Les auteurs, des colons, sont recherchés par les autorités israéliennes. Si l’identité des agresseurs est inconnue, les visages des responsables indirects sont, eux, bien connus. Ce week-end, le premier ministre israélien, Benyamin Netanyahou, a eu beau jeu d’user de mots durs. Il a qualifié l’incendie d’« attaque terroriste », un vocable qu’il utilise habituellement pour désigner les actions de la résistance palestinienne.
Mahmoud Abbas va saisir la Cour pénale internationale
Le chef de gouvernement, qui a rendu – fait exceptionnel – visite aux parents, a même promis « d’arrêter les meurtriers et de les traduire en justice ». Cela masque mal que sous son règne les actions des extrémistes implantés dans les colonies ont rarement fait l’objet de poursuites.
On compte 11.000 attaques de colons ces dix dernières années en Cisjordanie, rappelle l’Autorité palestinienne, tandis que l’ONG israélienne Yesh Din relève que quinze maisons palestiniennes ont été brûlées depuis 2008 sans que les auteurs ne soient inquiétés.
Le gouvernement israélien, et celui qui en tient les commandes depuis 2009, Benyamin Netanyahou, portent une responsabilité énorme. « Les partis de droite au gouvernement ne peuvent s’arrêter à la condamnation, en se lavant les mains », a dénoncé Dov Khenin, député de la Liste unie.
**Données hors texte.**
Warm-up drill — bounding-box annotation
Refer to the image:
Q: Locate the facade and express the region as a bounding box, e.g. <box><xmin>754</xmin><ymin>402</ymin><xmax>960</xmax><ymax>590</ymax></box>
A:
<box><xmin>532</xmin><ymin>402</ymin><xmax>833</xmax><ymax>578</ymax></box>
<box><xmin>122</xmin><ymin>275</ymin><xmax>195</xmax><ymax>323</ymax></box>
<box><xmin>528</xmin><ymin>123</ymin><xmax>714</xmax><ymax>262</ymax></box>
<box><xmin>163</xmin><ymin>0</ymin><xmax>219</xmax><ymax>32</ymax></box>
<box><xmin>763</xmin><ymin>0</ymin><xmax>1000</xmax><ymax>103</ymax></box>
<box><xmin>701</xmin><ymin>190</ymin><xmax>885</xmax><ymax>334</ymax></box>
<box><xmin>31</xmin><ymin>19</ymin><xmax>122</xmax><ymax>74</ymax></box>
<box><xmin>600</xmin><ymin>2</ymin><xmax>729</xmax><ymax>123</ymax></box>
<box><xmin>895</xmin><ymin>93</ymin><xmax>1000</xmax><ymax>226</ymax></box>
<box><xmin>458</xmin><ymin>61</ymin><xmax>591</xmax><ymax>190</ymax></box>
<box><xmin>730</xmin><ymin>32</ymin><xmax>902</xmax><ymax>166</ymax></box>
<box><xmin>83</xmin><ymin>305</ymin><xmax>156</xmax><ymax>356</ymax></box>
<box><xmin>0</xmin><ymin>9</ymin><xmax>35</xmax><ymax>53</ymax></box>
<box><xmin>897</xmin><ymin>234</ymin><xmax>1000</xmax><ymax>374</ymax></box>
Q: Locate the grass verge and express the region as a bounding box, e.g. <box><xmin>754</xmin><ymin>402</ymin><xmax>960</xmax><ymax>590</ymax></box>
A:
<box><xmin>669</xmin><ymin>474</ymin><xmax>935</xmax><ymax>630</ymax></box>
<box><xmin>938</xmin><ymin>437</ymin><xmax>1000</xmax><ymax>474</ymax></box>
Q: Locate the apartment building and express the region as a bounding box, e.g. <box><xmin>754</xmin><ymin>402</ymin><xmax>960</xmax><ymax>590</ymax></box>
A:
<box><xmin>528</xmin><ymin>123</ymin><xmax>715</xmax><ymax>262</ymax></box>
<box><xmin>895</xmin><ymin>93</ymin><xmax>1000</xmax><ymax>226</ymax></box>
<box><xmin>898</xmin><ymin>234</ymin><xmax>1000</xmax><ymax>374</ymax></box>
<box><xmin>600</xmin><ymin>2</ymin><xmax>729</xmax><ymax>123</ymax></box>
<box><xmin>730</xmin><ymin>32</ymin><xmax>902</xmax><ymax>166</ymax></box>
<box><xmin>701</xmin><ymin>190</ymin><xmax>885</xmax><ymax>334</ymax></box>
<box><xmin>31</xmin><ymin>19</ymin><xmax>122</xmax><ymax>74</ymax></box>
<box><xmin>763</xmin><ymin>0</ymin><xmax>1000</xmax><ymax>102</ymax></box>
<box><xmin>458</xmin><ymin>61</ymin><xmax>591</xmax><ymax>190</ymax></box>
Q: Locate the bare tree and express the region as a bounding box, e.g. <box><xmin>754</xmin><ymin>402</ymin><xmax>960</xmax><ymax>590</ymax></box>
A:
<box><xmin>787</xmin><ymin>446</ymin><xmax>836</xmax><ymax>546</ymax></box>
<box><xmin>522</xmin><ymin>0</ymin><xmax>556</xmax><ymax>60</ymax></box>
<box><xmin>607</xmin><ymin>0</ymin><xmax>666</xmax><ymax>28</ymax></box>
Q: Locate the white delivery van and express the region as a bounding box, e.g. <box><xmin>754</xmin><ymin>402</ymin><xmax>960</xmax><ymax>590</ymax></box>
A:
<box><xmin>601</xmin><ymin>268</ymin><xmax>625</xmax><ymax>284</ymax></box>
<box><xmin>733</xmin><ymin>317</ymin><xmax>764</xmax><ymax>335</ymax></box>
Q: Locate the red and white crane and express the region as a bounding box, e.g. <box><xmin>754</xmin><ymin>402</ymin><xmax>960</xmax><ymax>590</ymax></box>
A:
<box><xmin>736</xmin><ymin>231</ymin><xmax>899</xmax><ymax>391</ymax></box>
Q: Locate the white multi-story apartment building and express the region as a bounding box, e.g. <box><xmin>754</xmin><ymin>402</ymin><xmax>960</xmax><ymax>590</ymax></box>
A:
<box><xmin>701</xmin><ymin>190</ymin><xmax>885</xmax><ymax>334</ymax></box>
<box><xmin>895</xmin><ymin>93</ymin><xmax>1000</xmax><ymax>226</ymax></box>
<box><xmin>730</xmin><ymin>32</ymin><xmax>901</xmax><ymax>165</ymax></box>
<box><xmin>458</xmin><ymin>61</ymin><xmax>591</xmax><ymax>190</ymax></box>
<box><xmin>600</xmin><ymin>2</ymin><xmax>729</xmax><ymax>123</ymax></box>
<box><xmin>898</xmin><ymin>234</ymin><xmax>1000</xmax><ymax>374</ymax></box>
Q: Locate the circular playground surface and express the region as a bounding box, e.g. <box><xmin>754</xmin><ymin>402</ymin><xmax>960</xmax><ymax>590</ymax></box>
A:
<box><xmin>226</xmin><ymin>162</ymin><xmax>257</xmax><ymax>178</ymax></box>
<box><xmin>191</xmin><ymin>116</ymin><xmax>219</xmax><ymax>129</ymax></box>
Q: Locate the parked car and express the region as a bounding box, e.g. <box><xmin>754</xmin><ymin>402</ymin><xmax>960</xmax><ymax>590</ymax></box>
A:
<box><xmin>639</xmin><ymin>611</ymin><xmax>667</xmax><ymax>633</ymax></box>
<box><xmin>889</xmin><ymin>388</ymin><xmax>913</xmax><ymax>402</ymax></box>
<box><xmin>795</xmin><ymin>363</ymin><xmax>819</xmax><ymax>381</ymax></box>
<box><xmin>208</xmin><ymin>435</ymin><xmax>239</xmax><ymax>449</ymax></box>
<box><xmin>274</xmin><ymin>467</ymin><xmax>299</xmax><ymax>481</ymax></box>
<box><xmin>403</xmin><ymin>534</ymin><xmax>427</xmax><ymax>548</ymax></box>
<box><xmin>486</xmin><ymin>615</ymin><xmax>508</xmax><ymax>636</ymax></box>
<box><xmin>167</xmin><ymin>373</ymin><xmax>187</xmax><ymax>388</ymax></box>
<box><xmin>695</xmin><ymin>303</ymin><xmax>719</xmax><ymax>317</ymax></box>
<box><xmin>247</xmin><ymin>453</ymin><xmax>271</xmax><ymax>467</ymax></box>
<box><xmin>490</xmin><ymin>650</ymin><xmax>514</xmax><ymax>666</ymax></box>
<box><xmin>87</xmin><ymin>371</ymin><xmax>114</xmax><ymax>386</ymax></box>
Depuis des années, le premier ministre n’a cessé de jouer avec le feu en s’appuyant sur les lobbies et les partis colonialistes.
Certes, l’action des colons, rassemblés vendredi sous le mot d’ordre « le prix à payer », fait suite à la destruction, mercredi, de deux maisons inachevées dans la colonie de Beit El, à la demande de la Cour suprême israélienne. Mais ce même mercredi, le gouvernement a fait savoir qu’il autorisait la construction « immédiate » de 300 logements dans cette même colonie.
Ce n’est pas la première fois qu’une telle annonce est prononcée. Les nouveaux logements pullulent notamment à Jérusalem-Est et autour de ce qui doit devenir la capitale de l’État de Palestine. Et pour cause : au sein du gouvernement de Netanyahou, qui voit la participation de l’extrême droite, les colons se sont arrogé de bonnes places. Le Foyer juif de Naftali Bennett détient ainsi le portefeuille de la justice.
En Cisjordanie, l’émotion a été vive. En témoignent les manifestations dès vendredi, journée au cours de laquelle deux adolescents ont également été tués par l’armée d’occupation. Tout le week-end, de jeunes Palestiniens ont affronté les soldats israéliens.
Peu confiante en la capacité de Tel-Aviv à faire justice, l’Autorité palestinienne, par la voix de son président, Mahmoud Abbas, a annoncé qu’il allait saisir la Cour pénale internationale, dont les Palestiniens sont membres depuis cette année.
Le camp de la paix, en Israël, s’est également mobilisé. Des rassemblements se sont tenus samedi dans de nombreuses villes du pays. À Tel-Aviv, le mot d’ordre était « Stop à la haine », mais parmi les forces politiques, seules la formation de gauche Meretz et la Liste unie ont clairement mis en cause la politique de colonisation, relève un communiqué du Parti communiste israélien.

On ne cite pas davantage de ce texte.